Capitol Dome Updates 2018
Scope of Practice
Eight bills were designed to authorize independent practice for advanced practice nurses (APRNs). Both the Senate and House Public Health Committee chairs stood firm and contained those bills without allowing them to be considered by the committee. Physicians responded to MSMA’s calls to action and flooded the Capitol with emails and phone calls stressing the quality care provided by a physician led team.
MSMA worked hand-in-hand with the State Department of Health and the Mississippi Immunization Coalition to protect the nation’s most comprehensive law requiring pre-school vaccinations. Six bills, four in the House and two in the Senate, were all defeated in committee.
Medicaid Re-authorization: SB2836
After contentious debate, lawmakers agreed in the final days of the 2018 legislative session on a reauthorization bill for the Division of Medicaid. Commonly called the Medicaid technical amendments bill, the reauthorization bill sets eligibility standards, provider reimbursement rates and the services that will be covered. A summary follows.
• Requires managed care companies to reimburse providers at or above Medicaid fee-for-service rates.

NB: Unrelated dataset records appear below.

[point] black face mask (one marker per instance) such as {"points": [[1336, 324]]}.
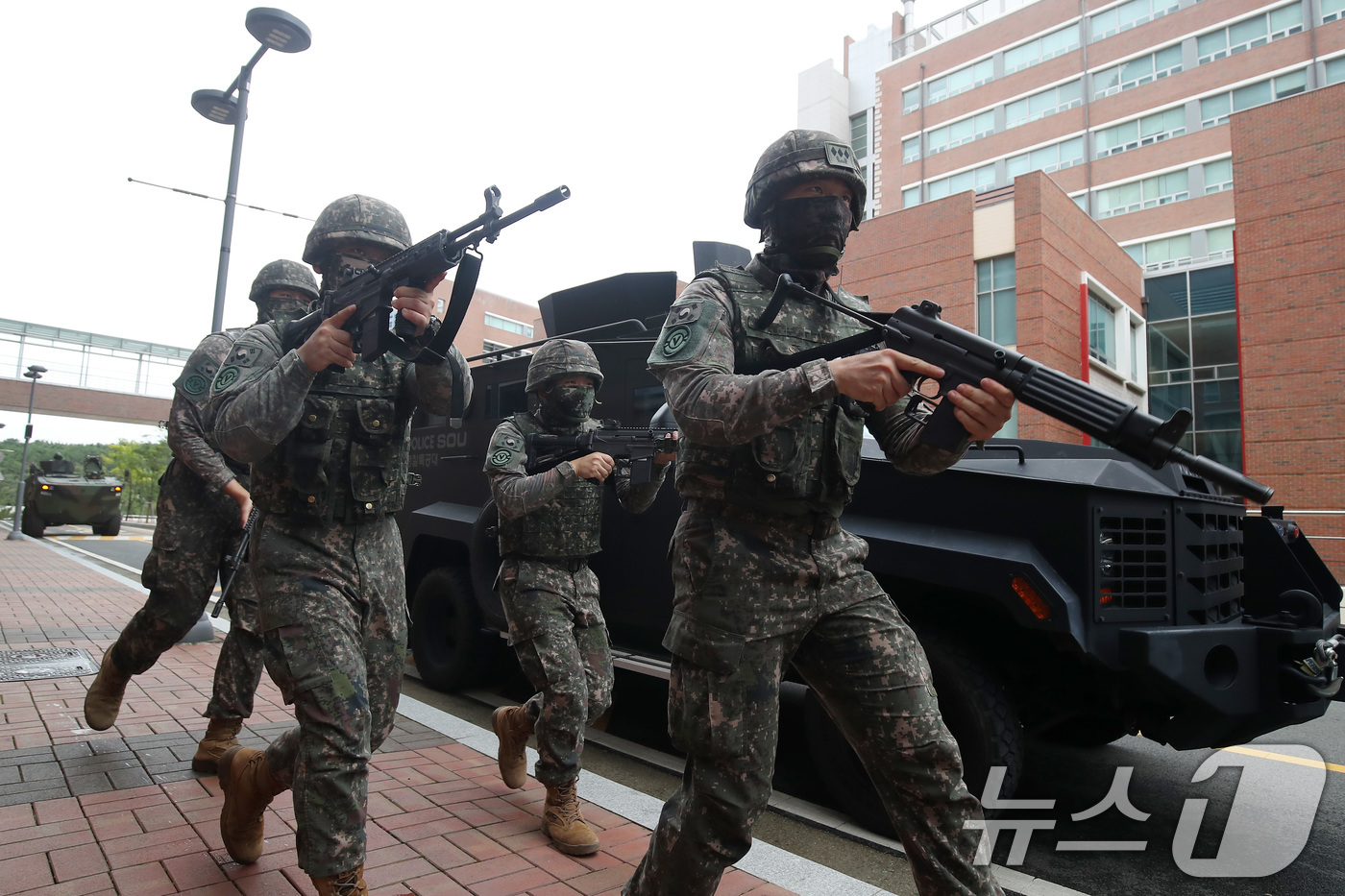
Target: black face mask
{"points": [[811, 230], [568, 405]]}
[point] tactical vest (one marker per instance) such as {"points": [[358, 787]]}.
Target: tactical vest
{"points": [[809, 465], [346, 460], [569, 526]]}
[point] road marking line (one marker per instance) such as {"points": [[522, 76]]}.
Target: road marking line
{"points": [[1284, 758]]}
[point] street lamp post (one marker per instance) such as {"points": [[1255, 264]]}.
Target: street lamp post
{"points": [[275, 30], [33, 373]]}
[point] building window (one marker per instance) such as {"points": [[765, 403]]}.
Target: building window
{"points": [[911, 150], [910, 100], [1193, 358], [1041, 49], [1219, 175], [1102, 331], [1159, 254], [975, 180], [1140, 132], [1143, 194], [1046, 103], [1250, 33], [1053, 157], [1335, 67], [997, 304], [508, 326], [1138, 71], [860, 134], [1214, 110], [1127, 15], [961, 132], [961, 81]]}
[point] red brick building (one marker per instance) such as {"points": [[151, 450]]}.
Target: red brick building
{"points": [[1032, 261], [1288, 160]]}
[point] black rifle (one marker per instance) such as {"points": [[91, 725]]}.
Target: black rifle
{"points": [[235, 561], [373, 326], [967, 358], [634, 447]]}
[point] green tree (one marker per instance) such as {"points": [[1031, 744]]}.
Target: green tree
{"points": [[138, 465]]}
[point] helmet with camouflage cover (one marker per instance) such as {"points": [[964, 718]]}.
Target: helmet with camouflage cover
{"points": [[562, 358], [360, 218], [796, 157], [282, 275]]}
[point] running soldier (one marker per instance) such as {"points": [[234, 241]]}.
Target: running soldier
{"points": [[762, 569], [202, 509], [549, 525], [327, 436]]}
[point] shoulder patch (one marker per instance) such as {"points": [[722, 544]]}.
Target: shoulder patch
{"points": [[683, 331]]}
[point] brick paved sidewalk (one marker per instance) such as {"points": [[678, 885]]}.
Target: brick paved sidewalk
{"points": [[86, 812]]}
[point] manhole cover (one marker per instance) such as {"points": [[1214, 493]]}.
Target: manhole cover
{"points": [[46, 662]]}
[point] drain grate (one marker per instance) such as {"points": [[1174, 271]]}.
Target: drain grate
{"points": [[46, 662]]}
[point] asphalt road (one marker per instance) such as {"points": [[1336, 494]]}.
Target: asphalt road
{"points": [[1243, 822]]}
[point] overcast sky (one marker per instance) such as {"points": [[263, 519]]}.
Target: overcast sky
{"points": [[654, 116]]}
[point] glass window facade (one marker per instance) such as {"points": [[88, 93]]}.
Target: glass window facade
{"points": [[1193, 358], [997, 311]]}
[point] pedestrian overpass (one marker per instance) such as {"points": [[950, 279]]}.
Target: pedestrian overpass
{"points": [[87, 375]]}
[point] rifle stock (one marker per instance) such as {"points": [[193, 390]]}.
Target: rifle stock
{"points": [[635, 447], [374, 326], [967, 358]]}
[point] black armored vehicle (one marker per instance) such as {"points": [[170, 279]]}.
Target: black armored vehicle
{"points": [[1064, 591]]}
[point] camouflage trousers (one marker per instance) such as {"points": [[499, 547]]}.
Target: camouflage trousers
{"points": [[195, 533], [752, 594], [557, 630], [333, 615]]}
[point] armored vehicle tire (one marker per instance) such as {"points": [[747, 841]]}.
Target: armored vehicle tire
{"points": [[1086, 732], [447, 640], [31, 523], [975, 707]]}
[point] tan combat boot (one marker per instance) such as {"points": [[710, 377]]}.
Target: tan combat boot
{"points": [[564, 822], [346, 884], [221, 736], [513, 727], [103, 702], [249, 787]]}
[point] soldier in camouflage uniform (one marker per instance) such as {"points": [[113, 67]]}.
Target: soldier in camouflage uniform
{"points": [[204, 503], [327, 435], [549, 525], [762, 569]]}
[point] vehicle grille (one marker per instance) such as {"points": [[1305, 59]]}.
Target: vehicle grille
{"points": [[1133, 564], [1210, 580]]}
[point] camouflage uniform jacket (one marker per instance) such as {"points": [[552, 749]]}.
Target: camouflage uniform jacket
{"points": [[518, 494], [258, 396], [190, 420], [719, 408]]}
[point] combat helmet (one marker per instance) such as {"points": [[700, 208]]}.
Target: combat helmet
{"points": [[282, 275], [562, 358], [799, 157], [356, 217]]}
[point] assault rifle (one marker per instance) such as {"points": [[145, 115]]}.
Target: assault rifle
{"points": [[373, 325], [965, 356], [635, 447], [234, 563]]}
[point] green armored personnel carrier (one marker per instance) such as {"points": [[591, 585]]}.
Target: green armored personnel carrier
{"points": [[57, 496]]}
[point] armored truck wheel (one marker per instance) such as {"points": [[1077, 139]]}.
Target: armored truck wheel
{"points": [[33, 523], [447, 641], [977, 709]]}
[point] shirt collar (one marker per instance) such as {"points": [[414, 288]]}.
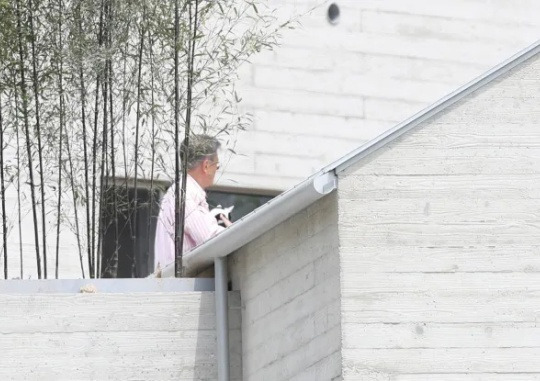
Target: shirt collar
{"points": [[193, 187]]}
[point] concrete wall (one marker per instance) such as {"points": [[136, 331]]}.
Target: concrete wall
{"points": [[129, 336], [329, 88], [289, 285], [439, 244]]}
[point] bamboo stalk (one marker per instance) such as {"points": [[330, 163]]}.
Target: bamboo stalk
{"points": [[76, 213], [85, 143], [38, 134], [153, 144], [136, 148], [27, 133], [114, 259], [19, 213], [62, 129], [104, 175], [94, 152], [193, 19], [177, 221], [3, 190]]}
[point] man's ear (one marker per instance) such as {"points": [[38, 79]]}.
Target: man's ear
{"points": [[205, 165]]}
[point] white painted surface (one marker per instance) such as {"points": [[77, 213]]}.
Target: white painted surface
{"points": [[289, 283], [439, 244], [330, 88], [166, 336]]}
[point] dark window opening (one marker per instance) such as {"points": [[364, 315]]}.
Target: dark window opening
{"points": [[135, 244]]}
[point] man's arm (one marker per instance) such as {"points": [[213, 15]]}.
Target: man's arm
{"points": [[200, 225]]}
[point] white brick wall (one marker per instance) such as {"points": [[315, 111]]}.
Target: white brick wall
{"points": [[289, 285], [384, 61], [439, 244], [150, 336], [328, 89]]}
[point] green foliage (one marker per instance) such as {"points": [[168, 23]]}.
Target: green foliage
{"points": [[91, 92]]}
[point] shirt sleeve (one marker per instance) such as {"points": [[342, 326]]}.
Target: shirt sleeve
{"points": [[200, 225]]}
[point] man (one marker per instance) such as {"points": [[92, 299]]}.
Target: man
{"points": [[199, 225]]}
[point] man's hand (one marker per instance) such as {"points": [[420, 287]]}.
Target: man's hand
{"points": [[225, 220]]}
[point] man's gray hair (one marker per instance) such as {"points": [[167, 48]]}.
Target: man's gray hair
{"points": [[200, 147]]}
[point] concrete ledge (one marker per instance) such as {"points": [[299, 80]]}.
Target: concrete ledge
{"points": [[51, 286]]}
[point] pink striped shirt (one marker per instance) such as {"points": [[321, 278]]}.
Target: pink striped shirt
{"points": [[199, 224]]}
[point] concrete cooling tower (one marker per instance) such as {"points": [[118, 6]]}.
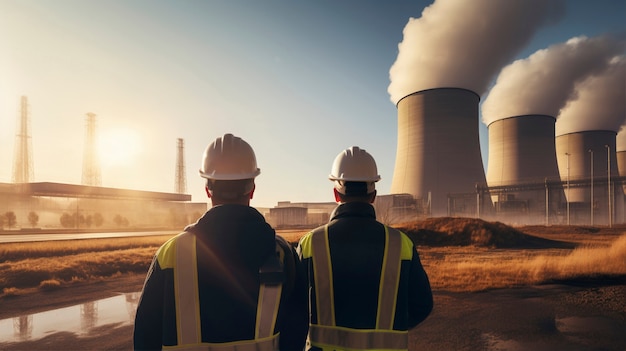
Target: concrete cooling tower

• Removes the physician office visit limit and allows the Division of Medicaid to increase the limit.
• Allows OB-GYNs to be paid 100% of the Medicare allowable rate for primary care services.
• Allows physician-administered drugs to be billed as either a medical claim or a pharmacy claim so the physician does not have to stock items like long acting reversible contraceptives (LARCs) and injectable anti-psychotic medications.
• Requires the managed care organizations (MCOs) to accept credentialing of providers by the Division of Medicaid and prohibits separate credentialing by the MCO.
• Removes the five-prescription drug limit and allows the Division of Medicaid to increase the limit.
• Clarifies existing authority of the Governor to address revenue deficits and removes the protection that previously capped the amount hospital reimbursement could be reduced.
• Requires more audits and evaluations of the MississippiCAN program.